By: Hal Brown
The coworking industry had a big year in 2017, and its momentum is carrying on into the new year.
In 2017, Fort Worth saw coworking space/coffee shop hybrid Craftwork Coffee Co. open a second location along Magnolia Avenue. Common Desk later opened in Crockett Row at West 7th. Then in 2018, The Shops at Clearfork will welcome We Work, a New York-based coworking company that will open its fourth North Texas location, which will have the capacity to hold 850 members. Craftwork, too, plans to open a third location in The Foundry District near West Seventh Street.
But as coworking grows in the city, three local players — Common Desk, Craftwork and Ensemble Coworking — are not looking to compete, but rather collaborate, hosting events together and referring prospective tenants to one another’s spaces. They held their first collaborative event in October, when the three participated in a coworking panel at Common Desk, moderated by TECH Fort Worth’s Hayden Blackburn. Craftwork CEO Riley Kiltz, Ensemble co-founder and chief connector Tamara Payne, and Common Desk co-founder and CEO Nick Clark discussed what coworking is, what makes each space different and where coworking is headed.
The three companies are hoping to host more events and have other coworking spaces get involved. According to Payne, this is just the beginning.
“If we approach this from a collaborative mindset, which is what coworking is all about, then we can actually better refer people to each other and, therefore, better serve small businesses and the entrepreneurial community in the Fort Worth area,” she says.
According to Common Desk marketing coordinator Megan Kaye Donahoe, part of the reason why coworking has grown is due to advancements in technology and the internet; thus, more people are able to learn skills remotely and work from home.

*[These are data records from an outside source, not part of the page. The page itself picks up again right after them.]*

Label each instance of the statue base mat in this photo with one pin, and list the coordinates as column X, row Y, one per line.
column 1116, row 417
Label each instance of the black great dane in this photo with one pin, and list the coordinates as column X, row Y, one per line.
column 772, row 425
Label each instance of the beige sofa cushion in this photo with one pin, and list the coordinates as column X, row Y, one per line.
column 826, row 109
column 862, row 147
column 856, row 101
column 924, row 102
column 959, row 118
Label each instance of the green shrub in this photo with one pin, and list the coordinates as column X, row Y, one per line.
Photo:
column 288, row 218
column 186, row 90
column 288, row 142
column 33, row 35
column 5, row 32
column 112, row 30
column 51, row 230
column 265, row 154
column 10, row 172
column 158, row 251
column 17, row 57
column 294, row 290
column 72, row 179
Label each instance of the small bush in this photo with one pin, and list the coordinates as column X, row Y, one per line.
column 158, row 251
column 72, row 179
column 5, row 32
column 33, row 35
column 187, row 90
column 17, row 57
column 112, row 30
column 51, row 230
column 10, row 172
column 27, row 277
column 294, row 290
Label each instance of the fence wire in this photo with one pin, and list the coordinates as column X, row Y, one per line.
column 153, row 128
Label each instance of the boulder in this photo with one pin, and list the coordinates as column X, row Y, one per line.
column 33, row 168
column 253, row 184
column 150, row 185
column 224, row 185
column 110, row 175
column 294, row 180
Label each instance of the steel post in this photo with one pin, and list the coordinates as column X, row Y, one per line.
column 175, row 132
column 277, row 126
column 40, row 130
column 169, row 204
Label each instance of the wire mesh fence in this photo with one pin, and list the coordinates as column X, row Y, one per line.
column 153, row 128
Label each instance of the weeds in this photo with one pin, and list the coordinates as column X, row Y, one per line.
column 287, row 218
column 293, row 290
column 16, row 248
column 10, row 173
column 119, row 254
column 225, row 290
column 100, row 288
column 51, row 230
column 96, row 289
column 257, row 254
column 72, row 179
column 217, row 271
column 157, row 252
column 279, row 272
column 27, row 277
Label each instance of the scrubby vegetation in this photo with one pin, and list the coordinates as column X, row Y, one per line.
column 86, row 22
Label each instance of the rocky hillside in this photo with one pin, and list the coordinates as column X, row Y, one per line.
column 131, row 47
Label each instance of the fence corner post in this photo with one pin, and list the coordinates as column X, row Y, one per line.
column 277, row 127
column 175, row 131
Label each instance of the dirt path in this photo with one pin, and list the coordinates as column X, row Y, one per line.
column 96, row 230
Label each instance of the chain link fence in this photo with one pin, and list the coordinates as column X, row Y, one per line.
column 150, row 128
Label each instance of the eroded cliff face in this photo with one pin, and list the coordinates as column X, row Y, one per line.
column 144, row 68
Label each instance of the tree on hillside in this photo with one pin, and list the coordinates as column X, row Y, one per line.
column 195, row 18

According to employee engagement software company Officevibe, 40 percent of the workforce will be freelancers, temps, independent contractors or solopreneurs by 2020. Consequently, the need for space to work is also increasing.
However, despite the growth, Kiltz says Fort Worth’s market is “not necessarily saturated” — while several local companies may offer coworking, they collectively only represent a small footprint of the entrepreneurs and startups in the area.
“The freelance/remote workforce represents 20-30 percent of our labor force, so even with the influx of coworking spaces, there should be more demand than there is supply,” he says.
That’s why Craftwork, Ensemble and Common Desk are finding it better to work together and “lift up all of our brands for the cause of coworking,” Donahoe says. Another way they plan to collaborate is by referring potential members to one another if a space happens to not be a good fit.
Each space has its distinct characteristics when it comes to office design and employee culture, says Payne, who started Ensemble with co-founder and chief activator Dawn Shannon. Ensemble, for example, has a more “homey” feel. Craftwork, a smaller space, is designed with a minimalist vibe, and members tend to be “on the go” and like to “knock out their work and get in and out in an efficient manner,” Kiltz says. Common Desk, the largest of the three at 13,000 square feet, is designed with an industrial feel, while its culture offers a mix of independent workers and large, collaborative teams.
“It’s impossible for one brand and one space to meet every need that’s out there,” Donahoe says. “Every company is different, and every professional has a different set of needs and also just a different personality. Even though we would love to be able to host everyone and meet every single need, we know that’s not the reality.”
The other issue is awareness — some members of the community still don’t quite understand what coworking is, Kiltz says. Craftwork, Ensemble and Common Desk hope to better educate the community through networking and events, such as its coworking panel.
But what makes a coworking space desirable as a tenant? Will Churchill, who owns the building at the corner of Magnolia Avenue and Henderson Street, where Craftwork is located, says it depends. Craftwork, in particular, works on Magnolia because it brings a balance of traffic — high traffic in early mornings through its coffee shop, low traffic in the day through its coworking space, and low traffic at night (therefore driving traffic toward other restaurants in the area). Coworking spaces also tend to bring in a younger clientele, Churchill says. According to Officevibe, 78 percent of coworkers are under the age of 40.
The key to a coworking space’s success, Kiltz says, is having great companies within the space.
“As an operator, you just have to set them up for success and let your members take it from there,” he says.
Craftwork, Ensemble and Common Desk are, after all, relatively new companies themselves. According to Kiltz, local businesses quite simply have that effect on one another.
“They’re all fighting for excellence, and they want Fort Worth to be something special, so when one of them succeeds, we're all able to celebrate,” Kiltz says. “That’s really special.”